Als angriffslustiger Frontmann der berüchtigten Sex Pistols wurde er berühmt, seine Nachfolgeband PiL gilt bis heute als eine der innovativsten New-Wave- und Post-Punk-Formationen. Nachdem Lydon seine neue Autobiografie „Anger Is An Energy“ veröffentlicht hat, spricht er auch auf dem aktuellen PiL-Album WHAT THE WORLD NEEDS NOW… wieder Klartext.

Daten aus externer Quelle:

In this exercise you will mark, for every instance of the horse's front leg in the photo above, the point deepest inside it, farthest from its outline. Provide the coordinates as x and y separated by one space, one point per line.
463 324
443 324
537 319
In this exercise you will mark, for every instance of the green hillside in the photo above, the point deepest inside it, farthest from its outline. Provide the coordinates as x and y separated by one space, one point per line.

Mit WHAT THE WORLD NEEDS NOW… veröffentlichen PiL schon das zweite komplett eigenfinanzierte Album – die ultimative Unabhängigkeit!
Das stimmt. Ich habe die ganze Kohle, die ich vor ein paar Jahren mit meinen Werbespots für eine britische Buttermarke eingesackt habe, in die Band gesteckt. Damals hätten mich die Leute am liebsten dafür lebendig verbrannt; heute sagen sie, es wäre ein schlauer Schachzug gewesen.

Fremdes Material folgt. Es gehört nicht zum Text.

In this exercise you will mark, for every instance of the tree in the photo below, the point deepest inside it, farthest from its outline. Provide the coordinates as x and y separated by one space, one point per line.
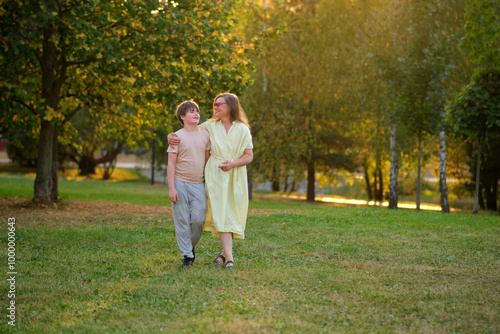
475 114
171 51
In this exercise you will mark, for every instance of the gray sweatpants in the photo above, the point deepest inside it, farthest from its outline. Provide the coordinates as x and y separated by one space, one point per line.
189 215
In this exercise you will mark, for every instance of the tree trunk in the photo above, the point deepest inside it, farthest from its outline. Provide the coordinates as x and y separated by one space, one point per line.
43 180
54 195
310 181
478 166
53 72
419 168
490 184
275 183
443 188
381 184
153 162
285 185
367 182
393 182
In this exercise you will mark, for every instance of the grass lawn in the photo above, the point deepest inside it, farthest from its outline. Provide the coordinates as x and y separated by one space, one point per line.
98 265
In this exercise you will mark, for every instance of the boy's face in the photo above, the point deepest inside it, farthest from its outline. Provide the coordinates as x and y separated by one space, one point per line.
191 117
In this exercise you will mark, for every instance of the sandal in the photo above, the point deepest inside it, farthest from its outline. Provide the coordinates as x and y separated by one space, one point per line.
216 261
229 265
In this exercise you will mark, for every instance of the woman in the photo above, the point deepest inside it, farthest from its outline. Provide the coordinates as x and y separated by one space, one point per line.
226 175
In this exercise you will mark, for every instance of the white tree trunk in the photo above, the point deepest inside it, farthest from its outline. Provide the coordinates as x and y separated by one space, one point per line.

Du wurdest schon immer für deine klaren Worte gefürchtet – das hat sich auch auf der neuen Platte nicht geändert.
Ich habe schon immer versucht, so ehrlich und offen wie irgend möglich zu sein. Das ist alles. Sobald man gewisse Gedanken äußert, gibt es gewisse gesellschaftliche oder religiöse Institutionen, die versuchen, dies zu unterbinden. Das macht mich in ihren Augen zu einem Feind und zu einem großen Problem. Und ich liebe es, ein Problem zu sein! Aber es gab da draußen immer irgendwelche selbsternannten Richter, die über mich befunden haben und denen ich grundsätzlich auf den Schlips getreten bin, egal, was ich auch gemacht habe. Zumindest gebe ich den Leuten immer einen guten Anlass, sich über mich aufzuregen.

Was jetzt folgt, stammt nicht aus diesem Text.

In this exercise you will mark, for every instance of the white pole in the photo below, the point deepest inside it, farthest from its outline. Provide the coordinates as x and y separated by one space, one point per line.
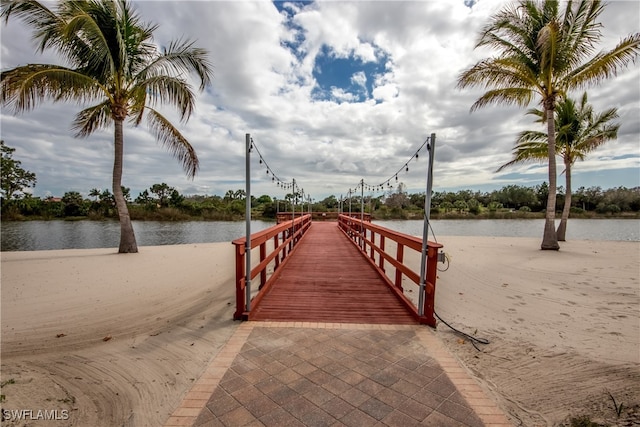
362 213
425 229
247 215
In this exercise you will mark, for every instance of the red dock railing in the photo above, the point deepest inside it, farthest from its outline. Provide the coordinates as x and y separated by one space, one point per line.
280 240
375 243
395 257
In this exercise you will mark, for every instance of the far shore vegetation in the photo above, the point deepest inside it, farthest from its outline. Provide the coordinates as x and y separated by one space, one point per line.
164 203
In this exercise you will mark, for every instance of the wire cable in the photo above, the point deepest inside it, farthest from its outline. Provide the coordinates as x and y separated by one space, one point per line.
474 340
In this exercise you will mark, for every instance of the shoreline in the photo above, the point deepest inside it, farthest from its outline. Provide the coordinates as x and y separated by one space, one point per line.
562 325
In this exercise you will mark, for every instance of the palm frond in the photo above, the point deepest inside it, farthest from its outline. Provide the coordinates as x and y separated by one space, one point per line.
605 64
173 141
24 87
164 89
179 58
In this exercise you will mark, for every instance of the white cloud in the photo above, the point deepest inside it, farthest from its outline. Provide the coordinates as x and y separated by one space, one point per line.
263 88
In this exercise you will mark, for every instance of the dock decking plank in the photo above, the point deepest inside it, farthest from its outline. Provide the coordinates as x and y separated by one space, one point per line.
328 280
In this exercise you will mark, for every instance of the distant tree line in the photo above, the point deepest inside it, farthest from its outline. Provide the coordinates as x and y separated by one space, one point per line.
163 202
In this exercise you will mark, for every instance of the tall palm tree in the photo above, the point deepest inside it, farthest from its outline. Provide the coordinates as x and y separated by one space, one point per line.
579 131
545 52
113 63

Gibt es heute im Vergleich zu damals zu wenige Künstler, die das System kritisieren und Missstände thematisieren?
Das Internet verbreitet heute eine Flut falscher Informationen. Jeder kann seine wirren Thesen veröffentlichen; statt der Wahrheit findet man heute fast nur Klatsch und Tratsch. Eine schreckliche Form der Kommunikation. Mir war dieser sinnlose Quatsch schon immer fremd. Ich sage den Leuten meine Meinung ins Gesicht. Loud and proud! Wenn ich Unrecht habe, lasse ich mich gerne eines Besseren belehren. Wenn ich Recht habe, sollten andere ihren Standpunkt überdenken.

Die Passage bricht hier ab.